A new widespread malware has been detected on the Google’s official Play Store. It has infected more than 36.5 million Android users. 41 apps developed by a Korean company named Kiniwini, registered on Google Play as ENISTUDIO Corp. have been found as infected.

The reason for the enormous spread: The malware has successfully bypassed the Google Play’s protection “Bouncer”.

Why was Judy undetected for over a year? The actual malicious payload is downloaded from an external non-google server only after the infected application has been installed on the device.

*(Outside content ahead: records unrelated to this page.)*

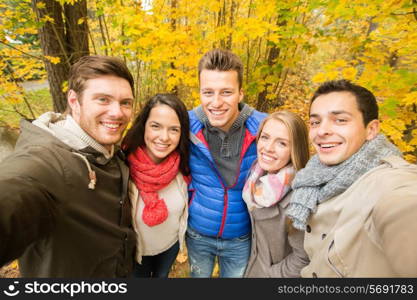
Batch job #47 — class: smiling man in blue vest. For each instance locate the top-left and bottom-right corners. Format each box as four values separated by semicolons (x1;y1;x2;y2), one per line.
186;49;266;277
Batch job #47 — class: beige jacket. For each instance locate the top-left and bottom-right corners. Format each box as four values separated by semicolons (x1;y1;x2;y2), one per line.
244;193;308;278
301;156;417;277
129;173;188;263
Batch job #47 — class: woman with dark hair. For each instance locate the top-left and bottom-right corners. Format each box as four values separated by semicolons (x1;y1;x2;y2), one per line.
123;94;190;278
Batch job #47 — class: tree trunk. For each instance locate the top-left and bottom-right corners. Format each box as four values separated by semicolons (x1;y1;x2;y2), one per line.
32;0;89;112
170;0;178;96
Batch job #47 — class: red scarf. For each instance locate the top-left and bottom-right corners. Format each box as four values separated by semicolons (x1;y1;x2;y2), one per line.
127;147;180;226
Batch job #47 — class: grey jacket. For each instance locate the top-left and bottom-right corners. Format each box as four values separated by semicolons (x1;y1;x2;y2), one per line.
244;193;309;278
0;117;136;278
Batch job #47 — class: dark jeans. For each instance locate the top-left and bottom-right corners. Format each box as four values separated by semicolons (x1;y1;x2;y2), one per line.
133;242;180;278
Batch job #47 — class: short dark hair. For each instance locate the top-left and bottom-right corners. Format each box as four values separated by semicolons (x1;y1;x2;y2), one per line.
310;79;378;126
198;49;243;89
68;55;135;100
122;94;190;176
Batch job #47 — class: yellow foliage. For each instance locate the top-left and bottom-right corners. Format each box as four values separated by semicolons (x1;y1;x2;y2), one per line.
311;73;327;83
342;67;356;80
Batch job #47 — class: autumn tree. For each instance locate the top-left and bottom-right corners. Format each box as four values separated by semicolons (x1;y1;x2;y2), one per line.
32;0;89;112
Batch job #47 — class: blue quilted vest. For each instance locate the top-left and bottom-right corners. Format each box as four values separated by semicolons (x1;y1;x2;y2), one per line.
188;110;266;239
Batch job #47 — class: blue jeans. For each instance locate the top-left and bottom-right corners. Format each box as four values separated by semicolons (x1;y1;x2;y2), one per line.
186;227;251;278
133;242;180;278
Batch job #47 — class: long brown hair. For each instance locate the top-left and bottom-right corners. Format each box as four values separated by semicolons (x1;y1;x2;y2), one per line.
122;94;190;176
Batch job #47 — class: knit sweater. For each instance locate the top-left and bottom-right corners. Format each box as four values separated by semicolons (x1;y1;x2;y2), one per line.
129;173;188;263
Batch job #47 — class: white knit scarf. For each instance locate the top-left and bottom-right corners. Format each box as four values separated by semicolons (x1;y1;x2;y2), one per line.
242;162;294;211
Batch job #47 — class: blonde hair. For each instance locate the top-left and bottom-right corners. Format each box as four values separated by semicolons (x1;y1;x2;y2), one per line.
256;110;310;171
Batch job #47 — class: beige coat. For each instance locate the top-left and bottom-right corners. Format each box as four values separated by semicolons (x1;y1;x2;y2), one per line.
301;156;417;277
244;194;308;278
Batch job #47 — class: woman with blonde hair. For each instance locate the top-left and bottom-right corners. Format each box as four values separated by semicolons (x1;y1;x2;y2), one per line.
243;111;310;277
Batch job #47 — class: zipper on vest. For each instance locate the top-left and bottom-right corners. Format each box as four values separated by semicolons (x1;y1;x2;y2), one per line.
218;186;229;237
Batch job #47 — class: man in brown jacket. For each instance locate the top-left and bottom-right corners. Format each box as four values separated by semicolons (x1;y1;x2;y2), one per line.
0;56;136;278
287;80;417;277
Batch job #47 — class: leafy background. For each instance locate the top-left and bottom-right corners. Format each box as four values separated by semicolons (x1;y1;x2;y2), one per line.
0;0;417;276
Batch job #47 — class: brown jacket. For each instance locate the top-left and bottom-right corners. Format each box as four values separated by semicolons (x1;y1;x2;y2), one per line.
301;156;417;277
244;194;308;278
0;121;136;278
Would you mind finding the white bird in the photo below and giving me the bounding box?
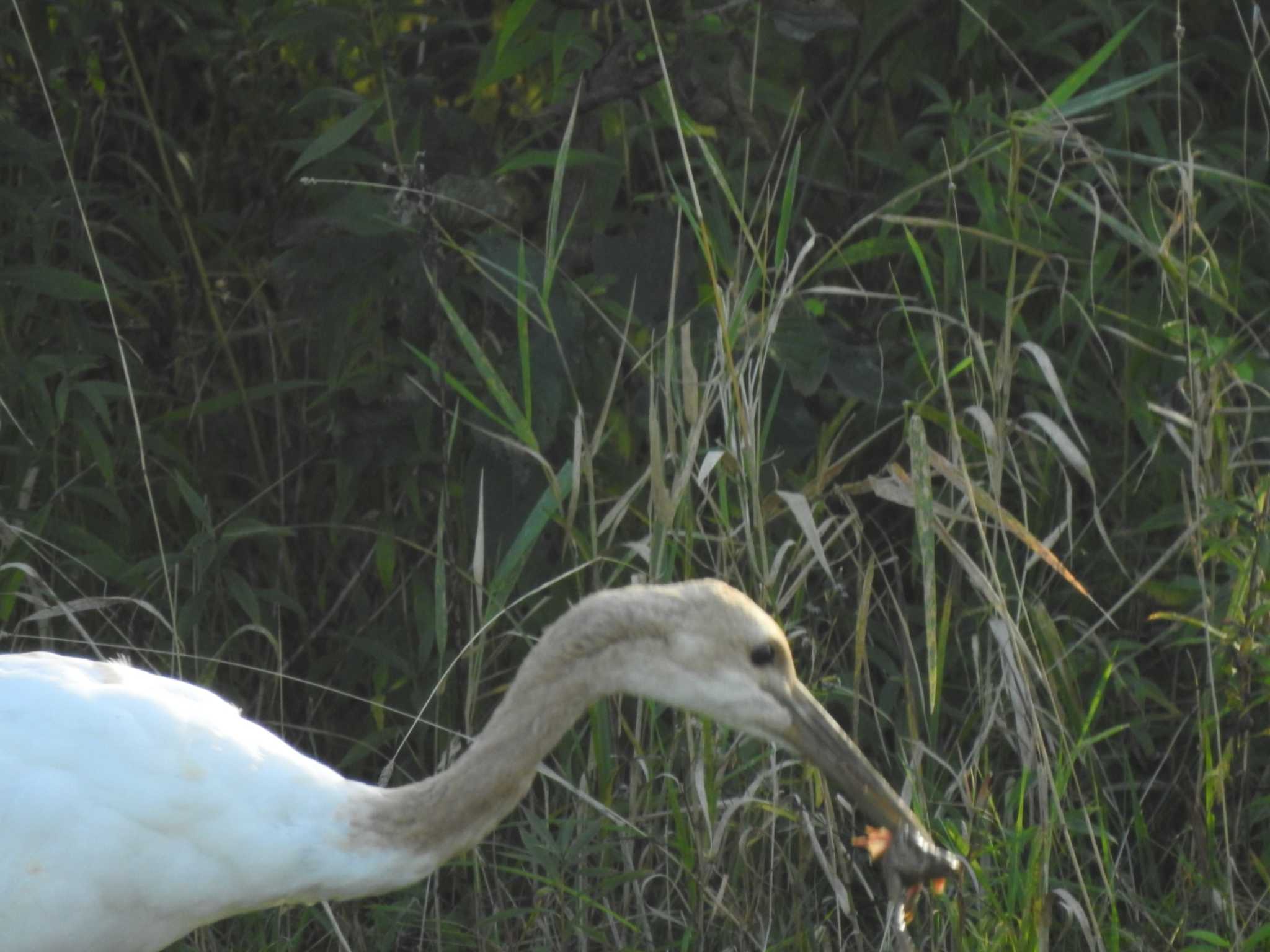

Google’s Action: On being alerted by Checkpoint, a security firm, Google play store has swiftly taken down all the concerned applications.

Where is JUDY?

  • The infected apps are present on the google play store under an array of casual cooking and fashion games under the “Judy” brand.
  • Several other apps developed by other developers are also found containing the malware. Reason being: borrowed code from the “Judy” line of games.

Basic Operation: Click Baits - The malware uses infected devices to generate large amounts of fraudulent clicks on advertisements to produce revenues for the malware’s author and other perpetrators.

How does JUDY work?

Judy is an auto-clicking adware. It relies on the communication with its Command and Control server (C&C) for its operation. Hackers create a bridgehead app and insert it into the app store. This app sought to establish a connection with the victim’s device.

Working:

  1. Malicious app downloaded by the user.
  2. App silently registers receivers on the infected device to establish connection with the C&C server.
  3. Server replies with the actual malicious information, including JavaScript code, a user-agent string and URLs controlled by the malware author.
  4. Malware then opens the URLs through the User Agent imitating a PC browser in a hidden webpage.
  5. Malware receives a redirection to the target website.
  6. On the Target website, the malware uses the JavaScript code to locate and click on ads.
  7. Upon clicking the ads, the malware author receives payment from the website developer, who pays for the illegitimate clicks.

JUDY’s Effect on the Android User: 

Up till now there has been no evidence of any data being compromised on the infected device. Also the malware only generates revenue on the website developer’s end, incurring no direct financial harm to the devices’ user.

Solution: If your device is infected it is advisable to backup all your essential data and format the device.

However the detection of this malware has raised serious questions on the security measures of the Android OS.